Напонним, что в октябре 2018 года на одном хакерском форуме выложили файл login.csv.zip. Это архив с электронной таблицей login.csv на 47 мегабайт. Поля в базе:
- ФИО
- Логин во внутренней системе (совпадает с адресом электронной почты)
Поверхностная проверка подлинности подтвердила аутентичность базы. В частности, там указаны три правильных адреса электронной почты президента банка Германа Грефа. Подлинность базы подтвердил один из сотрудников Сбербанка и представитель сторонней организации, связанной с информационной безопасностью банка.
По закону только ФИО не считается персональными данными, так что утечку лишь этой информации нельзя признать следствием ненадлежащей защиты персональных данных. Другое дело, если в связке с ФИО будет другая информация, позволяющая идентифицировать пользователей. Как классифицировать адресную книгу сотрудников «Сбербанка» с указанием логинов и места работы (вплоть до департамента), может решить суд, у юристов мнения расходятся.
Новые файлы — это служебные документы, которые относятся к интеграции процессов разработки и эксплуатации программного обеспечения (DevOps), пояснил гендиректор Zecurion Алексей Раевский. Коллеги из банковской сферы дополнили, что это черновик проекта по конкретной системе «Сбербанка», причём явно незавершенная работа.
Эксперты сходятся во мнении, что имело место не хищение информации, а именно неосторожные действия сотрудника, который, желая поработать дома, отправлял рабочие файлы себе на домашнюю почту.

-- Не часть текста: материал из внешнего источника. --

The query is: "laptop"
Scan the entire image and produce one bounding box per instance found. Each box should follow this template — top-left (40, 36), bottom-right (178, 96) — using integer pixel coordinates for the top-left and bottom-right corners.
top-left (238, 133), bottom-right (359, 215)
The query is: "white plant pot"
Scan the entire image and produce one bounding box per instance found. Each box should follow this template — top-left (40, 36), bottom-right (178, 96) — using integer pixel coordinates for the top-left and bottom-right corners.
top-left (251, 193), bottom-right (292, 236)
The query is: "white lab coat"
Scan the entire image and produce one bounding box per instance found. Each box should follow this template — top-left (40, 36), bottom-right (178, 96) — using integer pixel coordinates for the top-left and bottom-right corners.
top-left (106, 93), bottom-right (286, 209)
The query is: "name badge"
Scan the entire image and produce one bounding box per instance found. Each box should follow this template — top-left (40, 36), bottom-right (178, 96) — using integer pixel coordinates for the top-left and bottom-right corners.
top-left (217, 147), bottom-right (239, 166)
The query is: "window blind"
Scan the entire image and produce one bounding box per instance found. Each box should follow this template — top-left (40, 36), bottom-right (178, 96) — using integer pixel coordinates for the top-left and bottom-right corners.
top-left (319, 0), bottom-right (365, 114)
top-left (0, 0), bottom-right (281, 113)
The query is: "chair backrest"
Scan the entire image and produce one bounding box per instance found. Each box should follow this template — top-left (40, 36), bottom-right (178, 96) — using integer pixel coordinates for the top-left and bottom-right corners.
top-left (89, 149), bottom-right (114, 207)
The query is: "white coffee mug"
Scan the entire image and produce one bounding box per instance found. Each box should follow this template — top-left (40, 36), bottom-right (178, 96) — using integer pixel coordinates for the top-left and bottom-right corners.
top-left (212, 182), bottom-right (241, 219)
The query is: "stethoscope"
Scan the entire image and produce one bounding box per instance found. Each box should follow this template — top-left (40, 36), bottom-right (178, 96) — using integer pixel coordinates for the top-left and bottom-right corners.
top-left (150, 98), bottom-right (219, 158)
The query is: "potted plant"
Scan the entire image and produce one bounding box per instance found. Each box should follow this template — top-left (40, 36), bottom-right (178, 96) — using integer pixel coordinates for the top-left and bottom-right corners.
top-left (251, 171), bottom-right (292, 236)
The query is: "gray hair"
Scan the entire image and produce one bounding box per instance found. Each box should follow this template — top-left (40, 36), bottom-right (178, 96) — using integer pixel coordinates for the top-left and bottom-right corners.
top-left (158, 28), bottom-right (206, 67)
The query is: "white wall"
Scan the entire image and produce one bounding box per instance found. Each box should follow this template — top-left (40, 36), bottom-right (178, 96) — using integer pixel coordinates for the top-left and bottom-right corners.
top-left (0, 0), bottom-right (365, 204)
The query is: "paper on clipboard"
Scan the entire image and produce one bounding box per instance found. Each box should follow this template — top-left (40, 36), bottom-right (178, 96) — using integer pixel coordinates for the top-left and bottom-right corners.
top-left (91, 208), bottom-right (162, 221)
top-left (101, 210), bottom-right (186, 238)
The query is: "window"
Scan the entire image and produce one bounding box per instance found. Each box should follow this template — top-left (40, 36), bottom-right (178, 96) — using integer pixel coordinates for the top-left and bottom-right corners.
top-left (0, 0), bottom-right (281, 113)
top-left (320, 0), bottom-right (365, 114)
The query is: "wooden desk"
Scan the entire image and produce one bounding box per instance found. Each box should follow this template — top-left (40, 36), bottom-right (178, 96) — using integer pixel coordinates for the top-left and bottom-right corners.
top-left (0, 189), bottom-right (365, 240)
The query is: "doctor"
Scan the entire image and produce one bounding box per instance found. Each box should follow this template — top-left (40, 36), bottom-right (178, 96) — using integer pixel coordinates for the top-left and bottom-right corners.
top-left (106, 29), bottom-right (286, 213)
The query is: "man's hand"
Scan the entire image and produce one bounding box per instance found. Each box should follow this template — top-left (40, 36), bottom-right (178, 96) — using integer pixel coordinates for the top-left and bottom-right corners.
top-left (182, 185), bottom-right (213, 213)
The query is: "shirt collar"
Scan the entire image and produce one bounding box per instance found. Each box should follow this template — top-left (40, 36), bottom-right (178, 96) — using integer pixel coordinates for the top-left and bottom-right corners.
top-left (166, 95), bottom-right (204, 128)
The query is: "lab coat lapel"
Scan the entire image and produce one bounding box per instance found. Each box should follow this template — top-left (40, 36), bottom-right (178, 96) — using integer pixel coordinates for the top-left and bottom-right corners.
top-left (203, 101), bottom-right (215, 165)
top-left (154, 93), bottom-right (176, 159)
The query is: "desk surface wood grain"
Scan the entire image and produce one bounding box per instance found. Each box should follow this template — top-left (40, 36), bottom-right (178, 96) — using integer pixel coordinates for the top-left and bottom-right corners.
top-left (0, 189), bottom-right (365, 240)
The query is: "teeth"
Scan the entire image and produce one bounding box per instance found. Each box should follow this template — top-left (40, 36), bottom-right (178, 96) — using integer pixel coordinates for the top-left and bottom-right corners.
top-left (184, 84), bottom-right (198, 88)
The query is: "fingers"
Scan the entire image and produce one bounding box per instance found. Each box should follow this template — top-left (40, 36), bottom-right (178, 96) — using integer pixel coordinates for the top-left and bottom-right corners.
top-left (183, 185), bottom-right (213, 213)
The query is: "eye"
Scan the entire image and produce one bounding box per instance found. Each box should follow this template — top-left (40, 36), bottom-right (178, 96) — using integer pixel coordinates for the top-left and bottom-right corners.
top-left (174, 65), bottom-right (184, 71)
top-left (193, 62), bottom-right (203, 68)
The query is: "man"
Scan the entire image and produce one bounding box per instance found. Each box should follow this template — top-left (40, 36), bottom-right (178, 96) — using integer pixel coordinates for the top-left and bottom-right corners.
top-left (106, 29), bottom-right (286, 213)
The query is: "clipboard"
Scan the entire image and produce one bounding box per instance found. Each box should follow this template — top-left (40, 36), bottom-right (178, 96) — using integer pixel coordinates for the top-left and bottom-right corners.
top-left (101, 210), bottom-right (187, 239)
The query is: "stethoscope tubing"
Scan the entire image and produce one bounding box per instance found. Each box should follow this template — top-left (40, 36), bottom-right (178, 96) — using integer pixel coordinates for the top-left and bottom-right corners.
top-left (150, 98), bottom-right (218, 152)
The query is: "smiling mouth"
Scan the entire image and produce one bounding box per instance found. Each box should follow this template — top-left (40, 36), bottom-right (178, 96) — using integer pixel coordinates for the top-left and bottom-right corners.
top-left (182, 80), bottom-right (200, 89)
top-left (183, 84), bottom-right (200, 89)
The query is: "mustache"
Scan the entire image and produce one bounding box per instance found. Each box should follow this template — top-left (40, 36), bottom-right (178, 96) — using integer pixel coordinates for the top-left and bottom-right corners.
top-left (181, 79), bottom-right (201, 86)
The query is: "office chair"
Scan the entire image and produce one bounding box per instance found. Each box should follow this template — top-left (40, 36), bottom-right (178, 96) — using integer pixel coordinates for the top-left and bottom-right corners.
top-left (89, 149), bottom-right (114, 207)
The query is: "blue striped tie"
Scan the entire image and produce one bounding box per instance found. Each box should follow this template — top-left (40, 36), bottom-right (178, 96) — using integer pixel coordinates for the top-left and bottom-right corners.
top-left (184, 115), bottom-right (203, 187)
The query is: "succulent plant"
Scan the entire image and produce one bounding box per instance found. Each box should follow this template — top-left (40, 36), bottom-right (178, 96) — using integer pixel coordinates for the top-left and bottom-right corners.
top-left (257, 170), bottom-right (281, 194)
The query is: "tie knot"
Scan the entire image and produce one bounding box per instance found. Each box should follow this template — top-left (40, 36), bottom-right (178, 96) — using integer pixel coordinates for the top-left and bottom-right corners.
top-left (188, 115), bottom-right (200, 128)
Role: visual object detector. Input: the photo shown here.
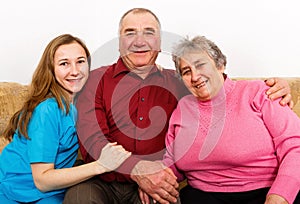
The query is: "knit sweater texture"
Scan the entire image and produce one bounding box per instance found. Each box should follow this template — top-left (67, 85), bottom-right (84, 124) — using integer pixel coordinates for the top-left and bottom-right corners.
top-left (164, 78), bottom-right (300, 203)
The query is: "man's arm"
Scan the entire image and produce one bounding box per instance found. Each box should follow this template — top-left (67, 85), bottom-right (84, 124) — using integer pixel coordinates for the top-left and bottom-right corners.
top-left (76, 71), bottom-right (108, 163)
top-left (265, 78), bottom-right (294, 108)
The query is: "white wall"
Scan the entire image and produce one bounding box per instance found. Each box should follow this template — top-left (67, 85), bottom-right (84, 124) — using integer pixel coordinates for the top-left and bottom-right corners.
top-left (0, 0), bottom-right (300, 84)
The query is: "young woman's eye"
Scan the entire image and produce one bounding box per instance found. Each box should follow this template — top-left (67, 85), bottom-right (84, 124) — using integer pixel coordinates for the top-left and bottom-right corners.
top-left (144, 30), bottom-right (155, 35)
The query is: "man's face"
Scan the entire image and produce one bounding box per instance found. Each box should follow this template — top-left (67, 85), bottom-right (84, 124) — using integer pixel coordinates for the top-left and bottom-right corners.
top-left (119, 13), bottom-right (161, 69)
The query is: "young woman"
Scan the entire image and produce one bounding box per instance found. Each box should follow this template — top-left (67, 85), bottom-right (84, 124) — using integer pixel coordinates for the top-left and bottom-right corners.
top-left (0, 34), bottom-right (131, 204)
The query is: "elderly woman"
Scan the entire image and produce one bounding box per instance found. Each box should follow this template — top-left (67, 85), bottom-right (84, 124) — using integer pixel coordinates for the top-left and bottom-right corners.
top-left (164, 36), bottom-right (300, 204)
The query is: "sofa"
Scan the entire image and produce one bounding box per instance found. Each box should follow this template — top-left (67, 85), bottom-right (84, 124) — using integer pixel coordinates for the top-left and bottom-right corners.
top-left (0, 77), bottom-right (300, 155)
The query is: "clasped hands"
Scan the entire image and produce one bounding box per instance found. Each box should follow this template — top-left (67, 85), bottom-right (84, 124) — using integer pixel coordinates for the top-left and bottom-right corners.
top-left (131, 160), bottom-right (179, 204)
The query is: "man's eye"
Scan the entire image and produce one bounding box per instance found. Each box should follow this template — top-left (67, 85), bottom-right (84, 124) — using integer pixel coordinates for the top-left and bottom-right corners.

«Возможность направлять информацию ограниченного доступа на внешний адрес может говорить о невысокой культуре информационной безопасности в конкретной компании, а также об отсутствии качественной защиты от утечек», — отметил Алексей Раевский. Файлы показывают, какие системы использует банк и как проверяется их исправность. Информация может иметь ценность для узкого круга злоумышленников, поскольку указывает на определённые уязвимости системы, что можно использовать при попытке взлома.
«В архиве содержится рабочая техническая документация, обмен которой возможен, в том числе с подрядчиками, через сеть интернет для выполнения производственных задач», — заявили в пресс-службе банка.